The joke, portrayed in a political cartoon, is that Eleanor’s husband, FDR, prayed every night “Dear God, please make Eleanor a little tired.” It does seem as though nothing could wear her out.
I would still recommend Russell Freedman’s biography, Eleanor Roosevelt: A Life of Discovery, as a good introduction to this fascinating person. If you’re more interested in knowing what she had to say for herself, try Eleanor Roosevelt’s My Day, a collection from her syndicated column, edited by Rochelle Chadakoff.
Or if you’re interested in all the famous Roosevelts, including Eleanor’s Uncle Theodore and Eleanor’s husband (fifth cousin to her uncle) Franklin Delano, I recommend The Roosevelts: An Intimate History. This item is available either as a seven-disc documentary, or you can check out the companion book.
For more primary source information on Eleanor Roosevelt and FDR, check out the webpage of the Franklin D. Roosevelt Presidential Library and Museum. They have scanned and digitized a huge number of documents, including some of Eleanor Roosevelt’s correspondence, letters between FDR and Winston Churchill, and declassified papers about Pearl Harbor and the atomic bomb. The archives can be found here.

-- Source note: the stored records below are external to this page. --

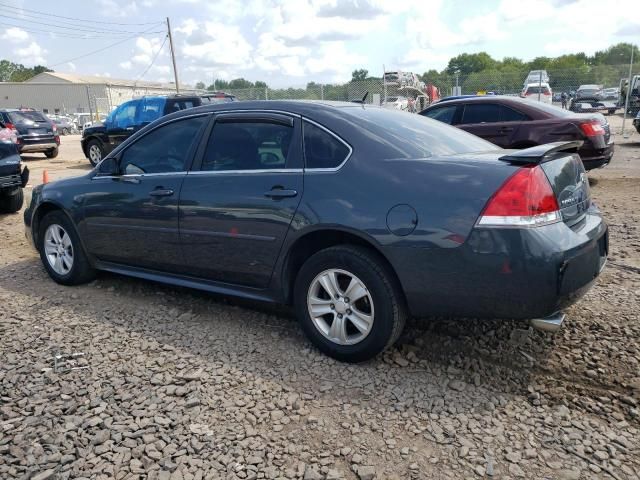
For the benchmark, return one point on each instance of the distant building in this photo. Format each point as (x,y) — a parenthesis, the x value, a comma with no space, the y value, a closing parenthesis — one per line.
(54,92)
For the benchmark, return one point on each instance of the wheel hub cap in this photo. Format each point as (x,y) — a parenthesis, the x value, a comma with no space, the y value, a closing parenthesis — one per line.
(340,307)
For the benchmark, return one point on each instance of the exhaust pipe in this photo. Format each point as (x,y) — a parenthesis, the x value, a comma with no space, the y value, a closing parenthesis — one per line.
(552,323)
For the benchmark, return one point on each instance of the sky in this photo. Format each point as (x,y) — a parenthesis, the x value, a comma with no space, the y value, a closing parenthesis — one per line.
(292,42)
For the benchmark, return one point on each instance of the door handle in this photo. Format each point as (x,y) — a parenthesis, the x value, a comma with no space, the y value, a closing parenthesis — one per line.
(161,192)
(276,193)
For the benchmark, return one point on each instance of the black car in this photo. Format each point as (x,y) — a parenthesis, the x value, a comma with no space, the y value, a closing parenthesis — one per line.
(35,132)
(356,215)
(13,178)
(129,117)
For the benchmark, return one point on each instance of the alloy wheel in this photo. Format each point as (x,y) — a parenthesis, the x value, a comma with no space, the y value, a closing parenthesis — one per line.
(340,306)
(58,249)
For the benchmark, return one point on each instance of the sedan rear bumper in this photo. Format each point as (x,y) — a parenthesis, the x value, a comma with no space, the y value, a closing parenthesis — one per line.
(505,273)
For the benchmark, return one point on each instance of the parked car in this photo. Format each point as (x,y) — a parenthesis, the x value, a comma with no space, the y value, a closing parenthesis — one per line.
(536,76)
(356,215)
(129,117)
(514,123)
(64,125)
(13,178)
(396,103)
(34,131)
(539,92)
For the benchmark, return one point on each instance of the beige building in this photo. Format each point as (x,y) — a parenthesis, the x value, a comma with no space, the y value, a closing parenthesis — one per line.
(54,92)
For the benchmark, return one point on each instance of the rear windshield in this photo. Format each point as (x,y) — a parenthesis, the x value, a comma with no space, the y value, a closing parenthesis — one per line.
(26,118)
(543,90)
(414,136)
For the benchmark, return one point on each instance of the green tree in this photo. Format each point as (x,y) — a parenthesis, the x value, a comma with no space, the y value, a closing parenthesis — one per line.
(359,75)
(471,62)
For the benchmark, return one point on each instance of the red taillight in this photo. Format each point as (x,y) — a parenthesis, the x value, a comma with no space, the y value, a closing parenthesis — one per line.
(526,199)
(592,128)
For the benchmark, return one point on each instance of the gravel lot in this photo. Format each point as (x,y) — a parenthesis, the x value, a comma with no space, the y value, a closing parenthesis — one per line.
(177,384)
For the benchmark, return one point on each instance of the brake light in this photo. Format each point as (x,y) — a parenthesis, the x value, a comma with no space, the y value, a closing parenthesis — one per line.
(526,199)
(592,128)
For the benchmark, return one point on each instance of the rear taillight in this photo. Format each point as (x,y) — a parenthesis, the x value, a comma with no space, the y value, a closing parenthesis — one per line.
(526,199)
(592,128)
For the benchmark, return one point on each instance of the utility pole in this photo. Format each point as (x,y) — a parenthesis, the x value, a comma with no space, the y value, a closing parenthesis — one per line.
(173,56)
(629,88)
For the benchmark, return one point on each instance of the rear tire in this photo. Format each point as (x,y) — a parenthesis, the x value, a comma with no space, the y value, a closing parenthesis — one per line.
(61,252)
(11,202)
(376,296)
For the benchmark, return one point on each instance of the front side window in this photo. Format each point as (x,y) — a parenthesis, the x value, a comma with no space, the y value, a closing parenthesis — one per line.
(481,113)
(442,114)
(321,149)
(247,145)
(166,149)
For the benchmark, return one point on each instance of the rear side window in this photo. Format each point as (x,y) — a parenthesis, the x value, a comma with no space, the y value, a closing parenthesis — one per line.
(511,115)
(442,114)
(252,145)
(26,118)
(321,149)
(164,150)
(481,113)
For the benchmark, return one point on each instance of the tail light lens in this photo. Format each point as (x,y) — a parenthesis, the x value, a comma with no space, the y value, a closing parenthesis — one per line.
(526,199)
(592,128)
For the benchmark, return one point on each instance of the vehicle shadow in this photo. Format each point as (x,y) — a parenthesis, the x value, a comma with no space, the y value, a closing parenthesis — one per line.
(438,364)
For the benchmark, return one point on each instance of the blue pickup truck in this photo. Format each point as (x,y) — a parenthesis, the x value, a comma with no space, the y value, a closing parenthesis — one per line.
(129,117)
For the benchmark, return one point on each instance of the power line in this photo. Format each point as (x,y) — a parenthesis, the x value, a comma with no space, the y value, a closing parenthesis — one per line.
(154,59)
(45,14)
(76,29)
(99,50)
(85,36)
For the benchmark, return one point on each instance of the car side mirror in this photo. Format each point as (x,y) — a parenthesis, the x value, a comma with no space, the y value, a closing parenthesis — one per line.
(109,167)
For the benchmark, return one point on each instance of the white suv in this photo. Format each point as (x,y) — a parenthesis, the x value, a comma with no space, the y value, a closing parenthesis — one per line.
(539,92)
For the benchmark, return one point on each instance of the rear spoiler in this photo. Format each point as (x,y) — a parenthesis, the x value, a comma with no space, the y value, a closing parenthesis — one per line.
(539,153)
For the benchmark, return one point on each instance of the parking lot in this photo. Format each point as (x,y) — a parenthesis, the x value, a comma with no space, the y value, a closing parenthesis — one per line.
(177,384)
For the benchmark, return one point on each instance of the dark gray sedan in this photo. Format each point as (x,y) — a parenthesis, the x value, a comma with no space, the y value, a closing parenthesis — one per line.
(356,215)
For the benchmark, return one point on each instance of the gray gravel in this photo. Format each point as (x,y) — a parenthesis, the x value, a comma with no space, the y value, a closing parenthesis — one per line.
(176,384)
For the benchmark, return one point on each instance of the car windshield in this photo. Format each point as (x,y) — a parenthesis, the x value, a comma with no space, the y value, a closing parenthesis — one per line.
(26,118)
(414,136)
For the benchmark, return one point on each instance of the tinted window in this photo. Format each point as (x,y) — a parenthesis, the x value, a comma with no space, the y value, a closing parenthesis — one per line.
(163,150)
(321,149)
(511,115)
(125,115)
(481,113)
(413,136)
(247,146)
(442,114)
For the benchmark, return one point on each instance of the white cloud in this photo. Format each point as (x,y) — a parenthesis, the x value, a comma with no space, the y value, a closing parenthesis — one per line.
(31,54)
(14,35)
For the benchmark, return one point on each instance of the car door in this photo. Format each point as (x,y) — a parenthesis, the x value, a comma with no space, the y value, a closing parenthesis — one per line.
(122,124)
(484,120)
(236,205)
(132,217)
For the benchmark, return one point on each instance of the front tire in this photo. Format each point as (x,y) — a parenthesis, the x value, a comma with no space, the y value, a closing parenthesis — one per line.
(95,152)
(12,202)
(348,303)
(61,251)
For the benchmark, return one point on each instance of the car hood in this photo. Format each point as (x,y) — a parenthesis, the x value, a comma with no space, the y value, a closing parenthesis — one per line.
(97,128)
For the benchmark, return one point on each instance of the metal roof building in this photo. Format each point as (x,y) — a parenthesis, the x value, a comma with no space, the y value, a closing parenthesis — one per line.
(54,92)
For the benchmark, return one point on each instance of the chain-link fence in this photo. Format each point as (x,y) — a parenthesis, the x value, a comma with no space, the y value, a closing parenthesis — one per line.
(503,82)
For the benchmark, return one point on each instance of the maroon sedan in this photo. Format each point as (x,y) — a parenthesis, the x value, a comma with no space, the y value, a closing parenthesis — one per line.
(511,122)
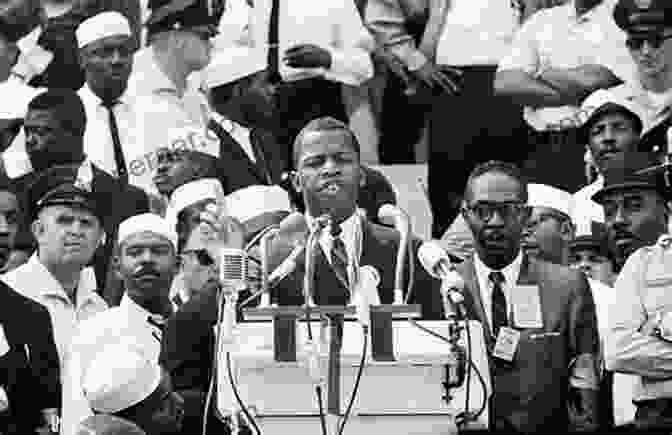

I’d like to think that Eleanor and I could have become friends had we met. I share a similar mindset to hers regarding how we ought to spend our lives—this quote from her April 3, 1936 “My Day” column seems like proof:
“I could not help but wish that more people could realize the unselfish services that the librarians, throughout the country, have performed during the past few years. In the face of salary cuts and decreased appropriations for books, they have carried on and made their libraries a refuge and center for many people who sorely needed friendly contacts. I am more and more impressed as I grow older by the unsung heroes of the world, and wish that some one would write an epic about those who carry the brunt of the world’s work on their shoulders, receiving little attention in return.”
Thank you, Eleanor.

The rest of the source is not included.